1861: Pertama Kali Perempuan Lulus SMA

Pada tahun 1861, ketika gadis-gadis muda masih belum memiliki akses ke pendidikan menengah yang memungkinkan mereka mempersiapkan diri untuk menyandang ijazah SMA, Julie Daubié adalah perempuan pertama yang mendapatkan ijazah dengan gratis pada usia 37 tahun. Setelah itu, 12 tahun kemudian, terdapat 14 orang perempuan yang lulus SMA  

1881: Undang-Undang Camille See

Pada tahun 1881, ketika pendidikan menengah perempuan dimonopoli oleh gereja, Undang-undang Camille Sée mengizinkan pendirian sekolah menengah negeri sekuler untuk gadis-gadis muda.

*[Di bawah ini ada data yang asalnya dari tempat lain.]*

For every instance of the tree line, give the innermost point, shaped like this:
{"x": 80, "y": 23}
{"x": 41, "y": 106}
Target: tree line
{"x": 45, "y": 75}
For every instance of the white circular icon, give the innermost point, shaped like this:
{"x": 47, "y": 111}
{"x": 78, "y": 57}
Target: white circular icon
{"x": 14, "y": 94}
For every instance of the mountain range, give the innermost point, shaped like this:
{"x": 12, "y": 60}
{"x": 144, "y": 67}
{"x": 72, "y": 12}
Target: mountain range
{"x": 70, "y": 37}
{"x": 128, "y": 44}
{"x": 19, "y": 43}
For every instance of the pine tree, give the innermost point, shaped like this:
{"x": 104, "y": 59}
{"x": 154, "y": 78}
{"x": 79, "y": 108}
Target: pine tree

Sekolah menengah ini tidak gratis dan bukan sekolah  persiapan untuk lulus SMA.

1868 – 1908 : Sarjana Perempuan Pertama

Pada tahun 1868, Emma Chenu, mahasiswi jurusan matematika, adalah perempuan pertama yang memperoleh gelar sarjana.

Pada tahun 1875, Madeleine Brès menjadi mahasiswa kedokteran pertama, dan kemudian, pada tahun 1908, Marie Curie menjadi profesor universitas pertama.

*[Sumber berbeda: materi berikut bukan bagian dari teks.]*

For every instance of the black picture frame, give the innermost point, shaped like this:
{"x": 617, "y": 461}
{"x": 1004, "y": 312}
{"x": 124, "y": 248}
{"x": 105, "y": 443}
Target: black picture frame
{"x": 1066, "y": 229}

Akses terhadap pendidikan tinggi masih sangat terbatas selama periode ini karena akses ini hanya diperuntukkan bagi segelintir perempuan dari kelas ekonomi atas.

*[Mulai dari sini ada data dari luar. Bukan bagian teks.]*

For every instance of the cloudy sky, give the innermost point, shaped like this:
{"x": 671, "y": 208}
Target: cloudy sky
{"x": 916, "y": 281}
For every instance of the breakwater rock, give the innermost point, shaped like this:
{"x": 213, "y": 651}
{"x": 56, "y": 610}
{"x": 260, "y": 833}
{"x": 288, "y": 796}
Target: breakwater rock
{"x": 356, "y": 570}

1892: Ujian Promosi Jeanne Chauvin

Pada tahun ini, seorang perempuan yang berhasil mengakses pendidikan bergengsi  harus menghadapi sanggahan dan tantangan. Kasus ini terjadi pada Jeanne Chauvin, seorang mahasiswi doktoral pertama di bidang hukum. Saat ujian promosi disertasinya pada tahun 1892, para mahasiswa lain menyerbu ruangan untuk memprotes tuntutan Jeanne yaitu agar kaum perempuan dapat mengenyam pendidikan di perguruan tinggi seperti mahasiswa.

1882: Undang-Undang Jules Ferry

Jules Ferry, lahir 5 April 1832 di Saint-Dié (Vosges) dan meninggal 17 Maret 1893 di Paris, adalah seorang negarawan Perancis.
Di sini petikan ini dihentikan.